Full-text of the article is available for this locale: Russian.
Abstract
INTRODUCTION: One in five women experiences high-intensity pain after a cesarean section. OBJECTIVE: Evaluation of the effectiveness of low-dose ketamine in the prevention of high-intensity pain in women with a low pain threshold after cesarean section. MATERIALS AND METHODS: A randomized controlled trial (RCT) was conducted on 90 women who underwent elective cesarean section (CS) under spinal anesthesia. Women were stratified into two categories: normal and low pain threshold. Within each subgroup, the patients were randomized into three groups: intraoperative intravenous administration of ketamine at a dose of 0.25 mg/kg; 0.5 mg/kg, and control group. The time to first request for analgesia and total tramadol dose during the first postoperative day were recorded. The frequency of adverse reactions was analyzed. RESULTS: The median and interquartile range (IQR) for mean pain intensity in the first day, pain on movement, and pain at rest 24 hours after CS were significantly higher in the control group compared to the ketamine groups (p < 0.001).
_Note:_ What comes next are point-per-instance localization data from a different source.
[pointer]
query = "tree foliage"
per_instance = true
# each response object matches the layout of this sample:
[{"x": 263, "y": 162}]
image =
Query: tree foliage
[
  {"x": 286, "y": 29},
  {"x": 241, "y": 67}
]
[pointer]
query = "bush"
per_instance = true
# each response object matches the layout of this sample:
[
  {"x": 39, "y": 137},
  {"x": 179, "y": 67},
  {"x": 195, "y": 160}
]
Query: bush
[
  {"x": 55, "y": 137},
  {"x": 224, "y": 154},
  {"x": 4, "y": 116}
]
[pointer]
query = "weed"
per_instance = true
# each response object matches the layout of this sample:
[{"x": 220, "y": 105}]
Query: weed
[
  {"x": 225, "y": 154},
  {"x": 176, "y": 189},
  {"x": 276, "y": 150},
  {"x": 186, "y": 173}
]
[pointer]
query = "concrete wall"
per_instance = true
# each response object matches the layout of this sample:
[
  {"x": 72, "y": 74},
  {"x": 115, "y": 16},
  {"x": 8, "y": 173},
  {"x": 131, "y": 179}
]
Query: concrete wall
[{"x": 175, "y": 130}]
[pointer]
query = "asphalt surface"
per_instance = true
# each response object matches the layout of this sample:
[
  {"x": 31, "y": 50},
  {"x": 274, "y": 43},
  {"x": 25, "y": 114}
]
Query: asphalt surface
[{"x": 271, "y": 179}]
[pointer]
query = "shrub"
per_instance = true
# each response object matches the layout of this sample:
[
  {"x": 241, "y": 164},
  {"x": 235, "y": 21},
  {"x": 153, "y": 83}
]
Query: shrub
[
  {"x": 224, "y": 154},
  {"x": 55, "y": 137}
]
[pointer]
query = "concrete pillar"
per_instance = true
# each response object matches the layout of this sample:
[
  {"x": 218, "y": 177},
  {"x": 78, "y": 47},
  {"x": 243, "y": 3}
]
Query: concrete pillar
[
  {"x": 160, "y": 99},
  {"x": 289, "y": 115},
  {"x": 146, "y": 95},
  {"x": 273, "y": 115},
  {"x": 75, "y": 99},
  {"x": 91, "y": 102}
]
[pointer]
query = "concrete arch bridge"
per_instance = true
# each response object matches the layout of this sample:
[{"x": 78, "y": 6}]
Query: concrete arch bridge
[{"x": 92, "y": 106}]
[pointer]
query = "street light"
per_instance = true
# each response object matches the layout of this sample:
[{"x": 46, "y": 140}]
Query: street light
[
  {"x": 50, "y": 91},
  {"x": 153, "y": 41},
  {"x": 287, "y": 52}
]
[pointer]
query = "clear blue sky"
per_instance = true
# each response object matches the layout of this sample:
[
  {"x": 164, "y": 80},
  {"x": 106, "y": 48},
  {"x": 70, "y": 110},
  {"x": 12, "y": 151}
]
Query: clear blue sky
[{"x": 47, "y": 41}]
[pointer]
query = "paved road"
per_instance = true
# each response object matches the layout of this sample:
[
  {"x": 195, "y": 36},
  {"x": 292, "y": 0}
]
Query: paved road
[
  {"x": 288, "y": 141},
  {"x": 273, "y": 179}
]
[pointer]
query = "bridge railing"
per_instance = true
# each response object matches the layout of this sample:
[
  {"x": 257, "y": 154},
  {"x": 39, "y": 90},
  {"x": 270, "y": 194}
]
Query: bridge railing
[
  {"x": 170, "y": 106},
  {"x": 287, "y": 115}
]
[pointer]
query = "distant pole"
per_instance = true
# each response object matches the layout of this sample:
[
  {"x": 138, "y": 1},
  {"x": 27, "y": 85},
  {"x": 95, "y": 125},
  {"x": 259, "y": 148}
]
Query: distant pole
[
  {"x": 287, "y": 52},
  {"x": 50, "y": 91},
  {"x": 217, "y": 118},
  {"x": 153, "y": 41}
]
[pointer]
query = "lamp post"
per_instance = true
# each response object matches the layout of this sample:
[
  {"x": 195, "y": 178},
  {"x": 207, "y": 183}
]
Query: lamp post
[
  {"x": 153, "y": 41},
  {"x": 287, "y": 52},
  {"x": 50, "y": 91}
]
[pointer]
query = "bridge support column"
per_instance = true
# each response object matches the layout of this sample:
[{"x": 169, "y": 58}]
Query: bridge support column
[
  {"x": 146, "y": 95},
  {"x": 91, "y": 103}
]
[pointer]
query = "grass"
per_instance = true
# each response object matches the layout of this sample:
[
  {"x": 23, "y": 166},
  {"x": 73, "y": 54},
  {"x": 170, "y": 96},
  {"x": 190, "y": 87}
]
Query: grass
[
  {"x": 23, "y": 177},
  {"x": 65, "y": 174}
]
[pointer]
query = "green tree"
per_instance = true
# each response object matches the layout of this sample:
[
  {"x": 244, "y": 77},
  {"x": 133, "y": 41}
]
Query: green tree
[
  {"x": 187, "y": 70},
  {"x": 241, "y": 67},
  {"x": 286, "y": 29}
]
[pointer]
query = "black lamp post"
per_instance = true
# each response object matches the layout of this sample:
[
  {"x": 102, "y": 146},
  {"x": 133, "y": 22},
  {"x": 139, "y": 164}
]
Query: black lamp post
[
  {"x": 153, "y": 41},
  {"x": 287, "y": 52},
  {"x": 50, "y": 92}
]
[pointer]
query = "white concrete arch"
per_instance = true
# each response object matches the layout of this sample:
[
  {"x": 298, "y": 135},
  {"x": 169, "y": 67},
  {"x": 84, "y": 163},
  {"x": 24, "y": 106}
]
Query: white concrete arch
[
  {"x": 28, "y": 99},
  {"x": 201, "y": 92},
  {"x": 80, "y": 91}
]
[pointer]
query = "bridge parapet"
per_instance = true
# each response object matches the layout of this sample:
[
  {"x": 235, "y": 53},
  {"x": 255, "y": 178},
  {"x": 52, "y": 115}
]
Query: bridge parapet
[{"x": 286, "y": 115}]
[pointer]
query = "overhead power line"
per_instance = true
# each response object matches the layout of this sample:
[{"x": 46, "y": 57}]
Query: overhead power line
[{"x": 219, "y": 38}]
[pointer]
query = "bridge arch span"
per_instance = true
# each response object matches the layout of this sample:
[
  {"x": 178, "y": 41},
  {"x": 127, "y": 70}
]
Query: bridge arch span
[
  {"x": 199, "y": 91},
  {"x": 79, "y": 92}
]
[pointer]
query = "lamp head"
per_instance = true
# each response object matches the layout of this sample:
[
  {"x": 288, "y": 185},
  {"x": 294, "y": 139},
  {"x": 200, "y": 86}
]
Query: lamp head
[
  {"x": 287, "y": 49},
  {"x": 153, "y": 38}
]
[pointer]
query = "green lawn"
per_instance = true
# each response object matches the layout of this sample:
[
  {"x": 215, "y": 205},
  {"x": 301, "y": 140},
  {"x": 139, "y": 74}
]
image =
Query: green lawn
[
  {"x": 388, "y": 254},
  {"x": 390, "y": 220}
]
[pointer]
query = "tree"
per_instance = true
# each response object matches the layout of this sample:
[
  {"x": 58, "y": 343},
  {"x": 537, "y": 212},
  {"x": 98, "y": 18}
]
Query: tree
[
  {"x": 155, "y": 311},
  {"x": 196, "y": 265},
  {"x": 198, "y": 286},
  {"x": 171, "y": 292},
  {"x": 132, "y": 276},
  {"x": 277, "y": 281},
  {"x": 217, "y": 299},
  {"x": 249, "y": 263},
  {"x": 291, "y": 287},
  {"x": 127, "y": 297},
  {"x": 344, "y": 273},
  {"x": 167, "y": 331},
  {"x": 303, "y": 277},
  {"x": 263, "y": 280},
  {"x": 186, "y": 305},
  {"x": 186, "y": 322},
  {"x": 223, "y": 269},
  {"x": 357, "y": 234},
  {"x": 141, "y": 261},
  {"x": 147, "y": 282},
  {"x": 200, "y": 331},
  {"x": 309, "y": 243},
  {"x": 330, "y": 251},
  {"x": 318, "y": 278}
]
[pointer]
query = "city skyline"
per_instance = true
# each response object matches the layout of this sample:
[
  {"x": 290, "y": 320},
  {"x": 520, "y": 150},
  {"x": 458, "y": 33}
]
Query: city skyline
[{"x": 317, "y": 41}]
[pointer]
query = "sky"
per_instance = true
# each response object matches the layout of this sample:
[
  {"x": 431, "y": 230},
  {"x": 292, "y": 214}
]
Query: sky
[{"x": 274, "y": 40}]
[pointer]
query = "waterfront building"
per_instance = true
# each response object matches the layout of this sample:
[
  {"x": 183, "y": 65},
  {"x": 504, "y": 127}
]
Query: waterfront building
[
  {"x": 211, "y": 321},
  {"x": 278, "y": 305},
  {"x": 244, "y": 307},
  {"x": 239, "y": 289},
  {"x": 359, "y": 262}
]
Time to first requirement of analgesia increased in the ketamine 0.5 mg/kg group 190.0 [175.0–195.0] minutes compared with the control group 130.0 [130.0–140.0] minutes with p < 0.001. Tramadol consumption on the first day was significantly lower in the ketamine groups compared with the control groups (p < 0.001). Between-group statistically significant differences in the studied pain indicators in the ketamine groups (0.5 and 0.25 mg/kg) were not observed in either patients with a normal or low pain threshold (p > 0.005). Adverse effects (distorted reality and visual impairment) at the minimum dosage of 0.25 mg/kg were observed exclusively in patients with a normal pain threshold. CONCLUSIONS: For patients with an initially low pain threshold, the use of ketamine at a dose of 0.25 mg/kg has the best efficacy and safety profile.